Our ABP Angular tiered solution needs to integrate with an older .net framework MVC solution running separately.
This is the old Jwt code we use.
// from owinconfig.cs
public void ConfigureOpenAuth(IAppBuilder app)
{
//
app.UseJwtBearerAuthentication(
new JwtBearerAuthenticationOptions
{
AuthenticationMode = AuthenticationMode.Active,
TokenValidationParameters = new TokenValidationParameters()
{
ValidAudience = ConfigurationManager.AppSettings["JwtAudience"],
ValidIssuer = ConfigurationManager.AppSettings["JwtIssuer"],
IssuerSigningKey = ConfigurationManager.AppSettings["JwtSecurityKey"].ToSymmetricSecurityKey(),
ValidateLifetime = true,
ValidateIssuerSigningKey = true
}
});
}
//from JwtExtensions.cs
public static class SecurityExtensions
public static SigningCredentials ToIdentitySigningCredentials(this string jwtSecret)
{
var symmetricKey = jwtSecret.ToSymmetricSecurityKey();
var signingCredentials = new SigningCredentials(symmetricKey, SecurityAlgorithms.HmacSha256);
return signingCredentials;
}
public static SymmetricSecurityKey ToSymmetricSecurityKey(this string jwtSecret)
{
return new SymmetricSecurityKey(Encoding.UTF8.GetBytes(jwtSecret));
}
}
edit: ive figured i need to generate a new rsa cert somehow as its using developer mode which isnt recommended for prod.

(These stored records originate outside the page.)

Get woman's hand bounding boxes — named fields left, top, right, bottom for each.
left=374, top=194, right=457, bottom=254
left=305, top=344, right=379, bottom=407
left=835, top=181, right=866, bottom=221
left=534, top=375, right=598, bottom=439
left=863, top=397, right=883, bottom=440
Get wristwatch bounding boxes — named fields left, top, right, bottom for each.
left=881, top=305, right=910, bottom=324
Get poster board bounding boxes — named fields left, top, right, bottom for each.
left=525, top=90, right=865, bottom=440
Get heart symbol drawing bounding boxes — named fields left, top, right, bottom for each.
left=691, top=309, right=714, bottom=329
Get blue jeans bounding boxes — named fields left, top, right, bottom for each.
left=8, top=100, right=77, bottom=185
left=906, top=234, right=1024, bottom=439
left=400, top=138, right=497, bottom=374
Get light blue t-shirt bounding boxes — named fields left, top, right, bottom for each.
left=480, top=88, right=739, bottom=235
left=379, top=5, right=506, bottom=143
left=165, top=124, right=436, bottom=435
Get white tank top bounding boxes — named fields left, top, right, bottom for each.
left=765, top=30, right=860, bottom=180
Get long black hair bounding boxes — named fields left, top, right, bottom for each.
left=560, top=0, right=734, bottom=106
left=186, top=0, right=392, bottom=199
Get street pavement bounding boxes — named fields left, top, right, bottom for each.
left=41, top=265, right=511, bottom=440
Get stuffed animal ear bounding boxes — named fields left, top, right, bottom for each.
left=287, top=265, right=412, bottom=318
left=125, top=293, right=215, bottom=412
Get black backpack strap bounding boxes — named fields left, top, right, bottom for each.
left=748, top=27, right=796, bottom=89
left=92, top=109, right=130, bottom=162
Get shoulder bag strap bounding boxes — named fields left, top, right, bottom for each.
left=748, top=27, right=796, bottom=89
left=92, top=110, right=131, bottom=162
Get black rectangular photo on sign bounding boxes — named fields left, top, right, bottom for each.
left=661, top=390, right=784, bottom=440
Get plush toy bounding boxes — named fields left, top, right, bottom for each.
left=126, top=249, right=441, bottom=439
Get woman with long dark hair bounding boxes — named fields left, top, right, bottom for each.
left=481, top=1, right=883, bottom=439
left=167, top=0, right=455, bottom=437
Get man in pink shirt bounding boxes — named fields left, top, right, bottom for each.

from what ive been reading the identityserver4 jwt packages are now incompatible with .net framework.
are you share some example code for processing the Jwt token on .net framework. (currently 4.6.x but can update if needed?). im not interested in the user table stuff, just getting the claims. is there anything in the old abpboilerplate code that might work?
I saw your comment about having different App Services for each endpoint which conserned me slightly as we were planning to have just two containing all of the hosts and load balance between them. I did a quick check and it does seem you can put multiple hosts into one App Service plan.
https://docs.microsoft.com/en-us/azure/app-service/overview-hosting-plans#should-i-put-an-app-in-a-new-plan-or-an-existing-plan
Not much info about on Identity Service or deploying to Azure.
@armanozak Thanks, I'll pass that along to the dev.
@alper
Regarding the suite updating issue above. I'm not entirelly sure what caused it but I can tell you that they were modules not applications. There were two modules, the first updated fine, the second just kept reporting success even though it hadn't done anything. Cli worked ok.
Regarding the Anglar proxy issue, our dev said "It doesn't change the 'apiName' in the generated services. Even though it uses this parameter to generate them". He said it was a minor issue though.